In between calls for service and making arrests, Kenny M. and John N. had spent the entire week chasing ‘William’ around town while he ran and hid in the homes of his friends.
It was now Friday afternoon. Kenny M. and John N. were off duty and John H. and I were on patrol. As we were patrolling our sector, John N. came by in his personal car — he lived in our sector. He had observed and was chasing his nemesis. William was once again running through backyards and disappearing from sight.
Perimeter Set, Search Goes On
We called for other patrol cars to set up a perimeter in the area in an effort to capture the fleet-of-foot subject. As might happen anyplace, people came out of the woodwork to gawk when the extra patrol cars arrived.
A couple of young gentlemen — each about ten years old — asked me, “What’s going on?”
I informed them we were looking for William, and asked, “Do you know where he’s hiding?”
“Yeah, I know, but I ain’t telling the police,” one replied.
Then in the distance, I heard a distinct noise — a sweet, sweet sound. It was almost as if John Wayne — in full cavalry uniform — had ordered the bugler to sound the charge so our hero could lead his troops to save all those beleaguered soldiers from being overrun.

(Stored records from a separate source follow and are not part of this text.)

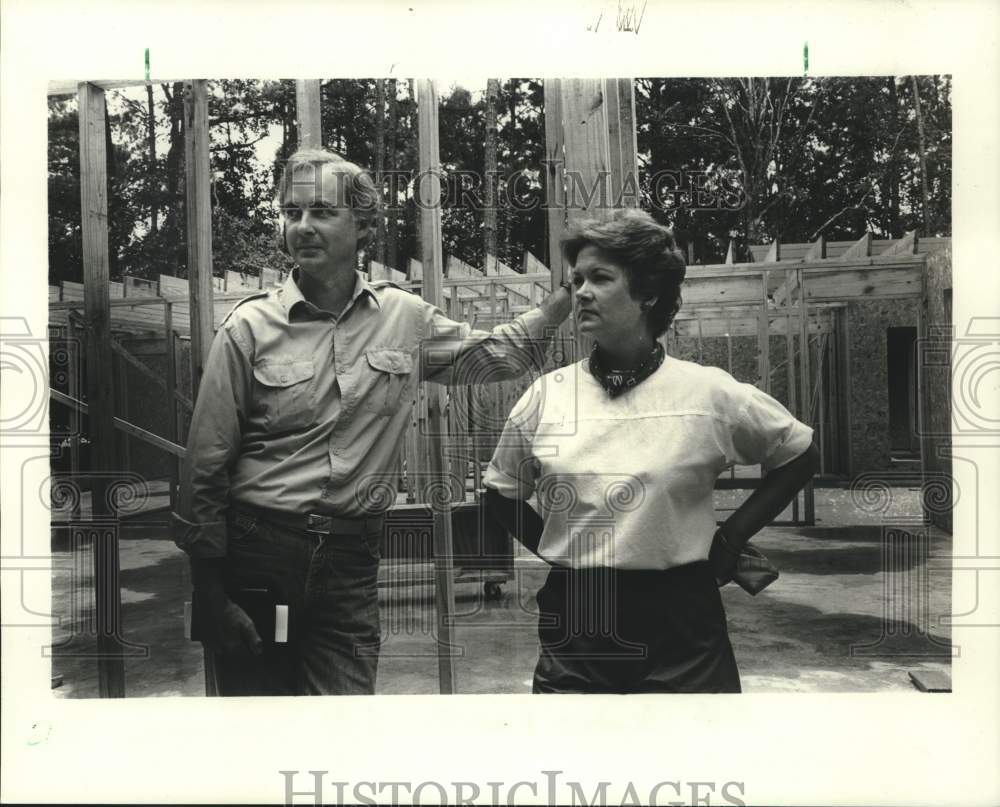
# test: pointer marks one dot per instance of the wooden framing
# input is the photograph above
(199, 226)
(307, 113)
(429, 190)
(100, 387)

It was actually the ice cream man sounding the charge with his rendition of “It’s a Small World, After All.”
Keeping Your Informant’s Trust
Suddenly I knew how to bring William’s crime spree to a sudden end. I looked at my two new acquaintances and quickly negotiated a deal.

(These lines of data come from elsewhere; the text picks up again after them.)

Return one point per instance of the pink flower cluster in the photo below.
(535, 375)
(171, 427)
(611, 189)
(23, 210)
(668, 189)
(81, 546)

“The first one to tell me where William’s hiding gets a dollar for ice cream.”
Without blinking an eye, the young gentleman to my right said, “William’s in that house, hiding in the bedroom.”
I informed my partner — he and John N. went into the house, and when they came out, so did “William.”
I upheld my part of the negotiation and handed over the dollar to the tough young negotiator. The boy quickly departed to pay a visit to the ice cream man — his former partner in crime looked at me and asked, “Where’s my dollar?”
“You don’t get one,” I replied. “You didn’t tell me where William was hiding.”
John N. was happy. He finally caught William. At least one kid in the neighborhood was happy with his ice cream, while his friend learned a lesson in negotiations.
I would say it was a dollar well spent.